I get my collared shirts laundered. About once a week, I take about five shirts, put them in my car, drive over to the dry-cleaner’s, and drop off those shirts, pick up last week’s, and take them home.
Why do I drive?
The dry cleaner I use is one short block from a BART station. I live 0.4 miles from the neighboring BART station. I take BART to work all the time, and basically like that experience.
- It would take a long time. It’s about five minutes to walk to BART, maybe a touch more. If I’m lucky, let’s say that I only wait two minutes to get a train. Then it’s about two minutes to the next station. Then maybe a minute to walk to the dry cleaner’s. Call it all told 10 minutes. And then the reverse. It could easily be 12 or 15 if I have to wait all of 5 or 7 minutes for the train. In contrast, it takes about 5 minutes to drive there, so I save say 10 to 20 minutes round-trip.
- I don’t mind a 0.4 mile walk to BART unencumbered. It turns out it’s a little inconvenient to do that while holding my shirts. Like, I could do it if I had to.

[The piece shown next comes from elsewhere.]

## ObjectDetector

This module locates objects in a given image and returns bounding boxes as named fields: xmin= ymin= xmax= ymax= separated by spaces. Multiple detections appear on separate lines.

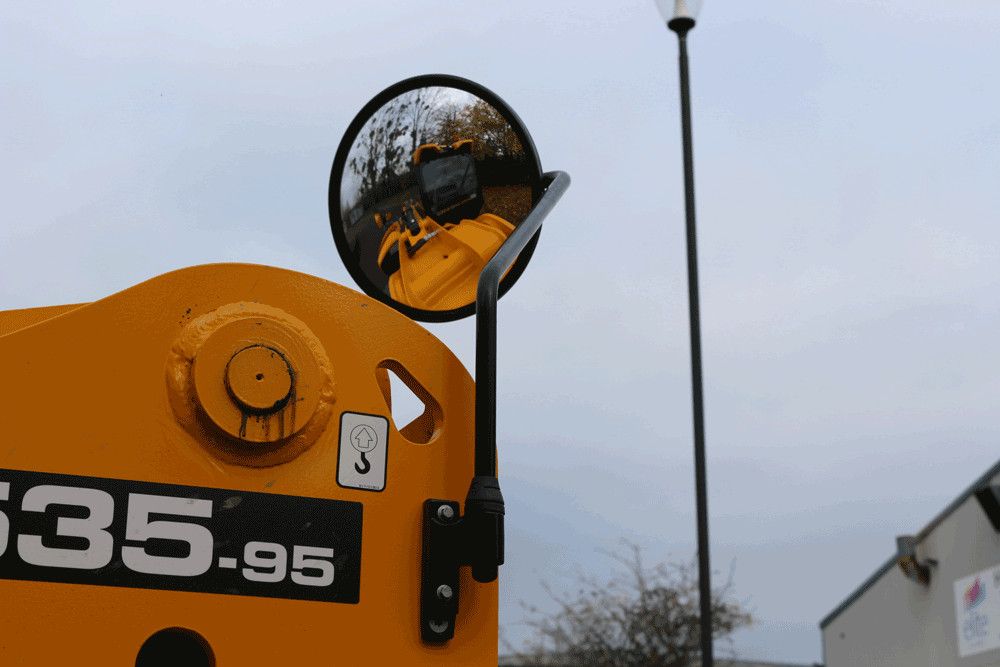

But I won’t just say, “Hey, I think I’ll walk for the enjoyment of walking” the way I sometimes do when unencumbered.
- It’s kind of expensive. BART is very reasonably priced in the city, only $1.85 per trip. So $3.70 both ways. The actual laundering costs like $12. Adding 25-30% to the cost of getting my shirts cleaned seems a little egregious.
So. I’m in a pretty ideal case for short-distance urban transportation. Less than half a mile from the station on one end, and maybe 80 yards on the other. Trains coming frequently and inexpensively. But honestly it’s a no-brainer to use my car (given that I have a car for other reasons).
This is fundamentally why America has remained very, very car-oriented despite the best efforts of a broad coalition of environmentalists, urban planners, advocates for the poor, rail enthusiasts, anti-industrialists, and Europe-enviers trying to get us to go more walking/transit-oriented. It’s extremely tough to get even very good transit infrastructure to compete with the convenience of cars.
If we do have a driverless car future coming, that will be a huge blow to transit infrastructure, as cars acquire many or all of the advantages of transit without giving up any of their present advantages.